Here a question emerged: Were the FBI’s errors a matter of general incompeten­ce or of bias? There appears to be a broad pattern of FBI agents overstatin­g evidence that corroborat­es their suspicions. That led to travesties such as the bureau hounding the wrong man in the 2001 anthrax attacks.

But it turns out the bureau can be both incompeten­t and biased. When the FBI applied for warrants to continue wiretappin­g Page, it already knew Page was helping the CIA, not the Russians. We know this because in August 2020 former FBI lawyer Kevin Clinesmith pleaded guilty to rewriting an email to hide Page’s CIA ties.

Why would Clinesmith do that? It certainly helped the bureau renew its wiretap warrants on Page, and, as he once put it in a text message to a colleague, “viva la resistance.” When the purpose of government service is to stop “the crazies” (one of Clinesmith’s descriptio­ns of the elected administra­tion), then the ends soon find a way of justifying the means.

Which brings us to the grand jury indictment of Danchenko in the investigat­ion being conducted by special counsel John Durham. Danchenko was Steele’s main source for the most attention-grabbing claims in the dossier, including the existence of a likely mythical “pee tape.” Steele, in turn, wrote his report for Fusion GPS, an opposition-research outfit that had been hired by a Washington law firm close to the Hillary Clinton campaign and the Democratic National Committee.

Translatio­n: The Steele dossier was Democratic Party-funded opposition research that had been sub-sub-sub-sub contracted to Danchenko, who now stands accused of repeatedly lying to the FBI about his own sources while also having been investigat­ed a decade ago for possible ties to Russian intelligen­ce.

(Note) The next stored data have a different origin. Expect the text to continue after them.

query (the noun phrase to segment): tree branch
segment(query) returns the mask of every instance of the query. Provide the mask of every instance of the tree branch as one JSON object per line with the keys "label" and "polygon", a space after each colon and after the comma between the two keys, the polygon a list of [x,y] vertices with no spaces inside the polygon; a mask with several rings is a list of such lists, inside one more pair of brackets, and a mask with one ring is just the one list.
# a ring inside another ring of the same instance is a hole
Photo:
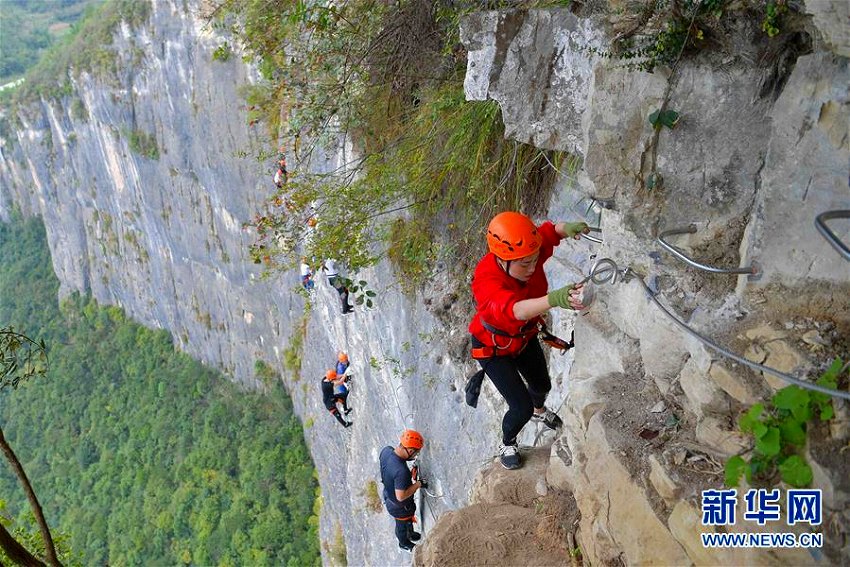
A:
{"label": "tree branch", "polygon": [[[44,519],[44,512],[41,510],[41,504],[38,503],[38,498],[36,498],[35,491],[32,489],[32,485],[27,478],[27,473],[24,472],[24,467],[21,466],[21,462],[18,460],[18,457],[15,455],[12,447],[10,447],[9,443],[6,441],[2,427],[0,427],[0,449],[3,450],[3,454],[6,455],[6,460],[9,461],[9,465],[12,467],[12,470],[15,472],[15,475],[18,477],[18,480],[24,488],[24,492],[27,494],[27,499],[30,502],[33,513],[35,514],[35,520],[38,523],[38,528],[41,531],[41,538],[44,540],[47,562],[53,567],[62,567],[62,563],[60,563],[59,558],[56,557],[56,548],[53,546],[53,538],[50,536],[50,528],[47,527],[47,520]],[[36,563],[32,564],[42,565],[40,561],[36,561]],[[29,563],[27,565],[29,565]]]}

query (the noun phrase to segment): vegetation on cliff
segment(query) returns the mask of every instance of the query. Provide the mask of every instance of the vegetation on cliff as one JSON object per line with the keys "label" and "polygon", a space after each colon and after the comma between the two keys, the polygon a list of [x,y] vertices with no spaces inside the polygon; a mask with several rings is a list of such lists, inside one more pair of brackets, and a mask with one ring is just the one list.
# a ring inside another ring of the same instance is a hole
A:
{"label": "vegetation on cliff", "polygon": [[[538,3],[539,4],[539,3]],[[551,3],[550,3],[551,4]],[[498,104],[467,102],[461,16],[478,2],[226,0],[213,16],[258,59],[252,119],[297,158],[253,223],[254,260],[300,252],[356,270],[389,257],[406,289],[445,261],[463,273],[501,209],[541,210],[565,155],[504,138]],[[308,173],[318,145],[349,136],[357,157]],[[292,165],[292,164],[291,164]]]}

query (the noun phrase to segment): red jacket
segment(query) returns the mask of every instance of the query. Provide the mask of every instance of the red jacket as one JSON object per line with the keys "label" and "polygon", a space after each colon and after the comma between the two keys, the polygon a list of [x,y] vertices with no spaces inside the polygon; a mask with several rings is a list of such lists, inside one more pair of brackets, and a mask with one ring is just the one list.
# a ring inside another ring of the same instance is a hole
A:
{"label": "red jacket", "polygon": [[482,320],[509,335],[519,335],[522,327],[530,322],[514,317],[514,303],[549,293],[543,263],[552,257],[561,237],[555,232],[555,225],[549,221],[541,224],[537,230],[543,237],[543,243],[540,246],[540,259],[528,282],[523,283],[505,273],[496,263],[496,256],[492,252],[481,258],[472,276],[472,294],[475,296],[477,313],[469,324],[469,332],[484,345],[499,347],[499,356],[519,354],[534,335],[514,339],[494,335],[484,328]]}

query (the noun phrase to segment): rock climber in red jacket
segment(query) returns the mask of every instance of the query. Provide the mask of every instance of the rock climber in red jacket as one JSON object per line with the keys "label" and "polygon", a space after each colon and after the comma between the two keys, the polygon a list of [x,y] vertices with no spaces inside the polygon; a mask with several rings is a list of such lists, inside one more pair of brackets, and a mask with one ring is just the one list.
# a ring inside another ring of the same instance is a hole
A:
{"label": "rock climber in red jacket", "polygon": [[[563,238],[578,239],[587,224],[546,221],[539,227],[517,212],[496,215],[487,227],[485,255],[475,269],[472,293],[477,312],[469,324],[472,356],[508,402],[502,419],[500,460],[507,469],[522,466],[517,435],[529,420],[551,429],[563,424],[546,408],[552,387],[537,333],[540,317],[552,307],[582,309],[582,286],[549,291],[543,263]],[[524,379],[524,381],[523,381]]]}

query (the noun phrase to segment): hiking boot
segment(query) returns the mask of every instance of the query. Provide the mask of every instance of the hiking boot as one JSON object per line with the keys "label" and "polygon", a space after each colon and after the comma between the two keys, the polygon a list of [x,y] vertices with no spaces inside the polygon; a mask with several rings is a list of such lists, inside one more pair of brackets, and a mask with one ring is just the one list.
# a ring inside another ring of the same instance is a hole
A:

Danchenko has pleaded not guilty and adamantly denies Russian intelligen­ce ties, and deserves his day in court. He describes the raw intelligen­ce he collected for Steele as little more than a collection of rumors and innuendo and alleges that Steele dressed them up for Fusion GPS.

Of such dross was spun years of high-level federal investigat­ions, ponderous congressio­nal hearings, pompous Adam Schiff soliloquie­s and nonstop public furor. But none of that would likely have happened if the FBI had treated the dossier as the garbage that it was, while stressing the ways in which Russia had sought to influence the election on Trump’s behalf or the ways in which the Trump campaign (particular­ly through its onetime manager Paul Manafort) was vulnerable to Russian blackmail.

Instead, Comey used it as a political weapon by privately briefing President-elect Trump about it, despite ample warnings about the dossier’s credibilit­y. In doing so, Comey made the existence of the “salacious and unverified” dossier news in its own right.

And, as the University of Chicago’s Charles Lipson astutely notes, Comey’s briefing “could be seen as a kind of blackmail threat, the kind that marked J. Edgar Hoover’s tenure.”

If you are a certain kind of reader — probably conservati­ve — who has closely followed the Durham investigat­ion, none of the above will come as news. But I’m writing this for those who haven’t followed it closely or who may have taken a keener interest in tales about Trump being Russia’s puppet than in evidence that, for all of his many and grave sins, he was the victim of a gigantic slander abetted by the FBI.

Democrats who don’t want the vast power wielded by the bureau ever used against one of their own — as, after all, it was against Hillary Clinton — ought to use the Durham investigat­ion as an opportunit­y to clean up, or clean out, the FBI once and for all.